Mutations in FBP1 are associated with FBP1 deficiency [alternatively, Baker-Winegrad syndrome; OMIM: #229700; (15-22)]. Patients with FBP1 deficiency exhibit impaired gluconeogenesis as well as hypoglycemia and lactic acidosis on fasting. The patients also may have episodes of hyperventilation, apnea, hypoglycemia, and ketosis (23). FBP1 deficiency is often fatal in infancy and early childhood (18).

Homozygous transgenic mice overexpressing FBP1 specifically in the liver showed increased glucose production (24). Hemizygous transgenics were glucose intolerant after high-fat feeding compared with negative littermates. Transgenic mice overexpressing human FBP1 specifically in pancreatic islet beta-cells showed reduced insulin secretion in response to an intravenous glucose bolus (25). Fbp1-deficient mice have not been generated/phenotypically characterized (MGI; accessed October 3, 2017).
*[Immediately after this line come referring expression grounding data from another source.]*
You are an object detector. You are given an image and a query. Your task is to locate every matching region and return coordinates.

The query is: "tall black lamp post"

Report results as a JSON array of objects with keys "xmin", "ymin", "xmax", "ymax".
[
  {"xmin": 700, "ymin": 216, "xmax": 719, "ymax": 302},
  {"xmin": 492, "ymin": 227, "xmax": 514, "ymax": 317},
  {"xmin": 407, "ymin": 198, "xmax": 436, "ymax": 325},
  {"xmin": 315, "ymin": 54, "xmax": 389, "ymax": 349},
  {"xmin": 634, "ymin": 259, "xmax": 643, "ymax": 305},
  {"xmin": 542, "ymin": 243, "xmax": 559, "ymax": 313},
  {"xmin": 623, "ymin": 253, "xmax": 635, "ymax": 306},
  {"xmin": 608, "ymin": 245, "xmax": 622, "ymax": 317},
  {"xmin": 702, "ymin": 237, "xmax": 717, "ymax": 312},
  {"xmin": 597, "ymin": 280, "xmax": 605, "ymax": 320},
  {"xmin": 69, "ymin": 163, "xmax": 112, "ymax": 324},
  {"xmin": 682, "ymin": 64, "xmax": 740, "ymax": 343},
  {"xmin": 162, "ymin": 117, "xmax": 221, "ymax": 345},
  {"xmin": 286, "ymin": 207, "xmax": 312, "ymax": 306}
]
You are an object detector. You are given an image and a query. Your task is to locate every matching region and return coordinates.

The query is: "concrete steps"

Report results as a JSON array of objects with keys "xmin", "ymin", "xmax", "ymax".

The phenotype of the fruko mice mimics indicates loss of FBP1-associated function in gluconeogenesis.

PCR program

1) 94°C 2:00
2) 94°C 0:30
3) 55°C 0:30
4) 72°C 1:00
5) repeat steps (2-4) 40x
6) 72°C 10:00
7) 4°C hold

The following sequence of 412 nucleotides is amplified (chromosome 13, - strand):

1   tgagctttcc aaacagtgtc tctgctcccc tctgccagcc tcgccaggca agtccaccct
61  ccgttgccct tcctgaaccg ggcatgcctg gcatgtctgc cttccgtcca gatccattca
121 tggttgctct catcgaggct ctggtgccct tggcttattt tctgtggttt tccttccctc
181 tagctatggt atcgctggct caaccaatgt gactggggat caagtaaaga agctggacat
241 actttccaat gacctggtga tcaatatgct gaagtcgtcc tacgctacct gtgttcttgt
301 gtctgaagaa aacacaaatg ccatcataat cgaacctgag aagagggtgg gtctgtgttt
361 acgcctctga aggcttgctt gcagccattt tccttctcag cttcatggaa ga

Primer binding sites are underlined and the sequencing primers are highlighted; the mutated nucleotide is shown in red.